Neste sentido, ele explica que os preços deverão se acomodar, como já ocorre, por exemplo, com o minério de ferro, cuja cotação bateu a casa dos US$ 220 a tonelada em meados do ano passado e agora se encontra abaixo dos US$ 100. O efeito ao consumidor, porém, perdurará por mais tempo, devido aos impactos na cadeia e ao longo do tempo.

“É isso que causa o desequilíbrio entre a oferta e a demanda. E dentro desta dinâmica, os preços continuam subindo, a economia desacelera, o desemprego aumenta e o salário também é puxado para baixo”, avalia.

As medidas governistas sob os olhos do mercado

Dessa maneira, a visão do mercado quanto às medidas que vêm sendo adotadas é de um bom efeito no curto prazo, mas causando uma “ressaca” no médio, causando efeitos nos próximos dois anos. Conforme Duarte, não é possível dizer que os investidores foram pegos de surpresa, porque “o governo Bolsonaro já vem abandonando as principais bandeiras econômicas há algum tempo”. E também não dá para desassociar as ações da proximidade das eleições. O economista diz que esse é um movimento histórico e global.

“Ano de eleição é sinônimo de comprometimento da responsabilidade fiscal. Esta é uma dinâmica que acontece há anos e se confirma agora com as movimentações do atual governo. O que é inédito desta vez, em relação à PEC, é que teve um apoio irrestrito até mesmo da suposta oposição, em virtude do cenário turbulento que vivemos. Em termos econômicos, a proposta traz efeitos desconfortáveis. Não que não deveria ser feita, mas precisava seguir a Lei de Diretrizes Orçamentárias e especificar de onde os recursos irão sair”, afirma.

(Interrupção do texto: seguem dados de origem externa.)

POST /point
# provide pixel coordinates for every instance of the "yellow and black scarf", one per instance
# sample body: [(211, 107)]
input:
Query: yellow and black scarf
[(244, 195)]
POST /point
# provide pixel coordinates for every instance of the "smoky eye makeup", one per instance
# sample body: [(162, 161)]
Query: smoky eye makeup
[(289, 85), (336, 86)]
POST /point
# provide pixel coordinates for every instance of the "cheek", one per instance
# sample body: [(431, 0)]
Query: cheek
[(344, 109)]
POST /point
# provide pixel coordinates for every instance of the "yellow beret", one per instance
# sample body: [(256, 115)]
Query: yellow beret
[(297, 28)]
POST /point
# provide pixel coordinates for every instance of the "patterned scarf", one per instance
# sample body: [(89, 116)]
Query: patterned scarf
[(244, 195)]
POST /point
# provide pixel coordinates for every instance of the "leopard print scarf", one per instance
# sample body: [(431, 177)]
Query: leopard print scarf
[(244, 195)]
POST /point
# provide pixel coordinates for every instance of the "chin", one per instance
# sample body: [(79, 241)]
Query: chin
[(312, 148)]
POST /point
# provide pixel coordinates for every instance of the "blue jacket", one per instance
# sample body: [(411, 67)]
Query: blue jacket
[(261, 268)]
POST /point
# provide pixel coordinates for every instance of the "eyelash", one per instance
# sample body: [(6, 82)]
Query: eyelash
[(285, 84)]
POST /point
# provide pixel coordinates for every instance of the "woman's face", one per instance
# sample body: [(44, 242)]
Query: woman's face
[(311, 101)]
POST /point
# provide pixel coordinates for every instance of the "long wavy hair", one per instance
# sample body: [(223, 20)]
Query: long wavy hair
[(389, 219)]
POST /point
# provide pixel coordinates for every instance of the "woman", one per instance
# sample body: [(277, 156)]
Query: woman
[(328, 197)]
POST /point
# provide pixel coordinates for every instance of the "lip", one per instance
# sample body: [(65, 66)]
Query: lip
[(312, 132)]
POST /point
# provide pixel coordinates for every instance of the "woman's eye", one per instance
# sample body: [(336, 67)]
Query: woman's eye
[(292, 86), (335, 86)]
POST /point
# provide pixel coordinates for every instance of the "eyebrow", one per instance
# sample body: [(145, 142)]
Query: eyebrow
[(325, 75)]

Por fim, em relação ao desempenho da economia brasileira como um todo, o especialista fala em crescimento do Produto Interno Bruto (PIB) na casa de 1,5%. O Ministério da Economia, por sua vez, decidiu elevar de 1,5% para 2% a projeção para este exercício. Ele lembra que o Brasil, ao contrário do restante do mundo, já entrou na pandemia em uma situação desfavorável, saindo de uma crise anterior.

“Alguns já falam em uma segunda década perdida”, diz em alusão à década de 1980 no Brasil, que ficou conhecida assim em função de uma série de impactos econômicos, inclusive o descontrole inflacionário como o que ocorre nos dias atuais.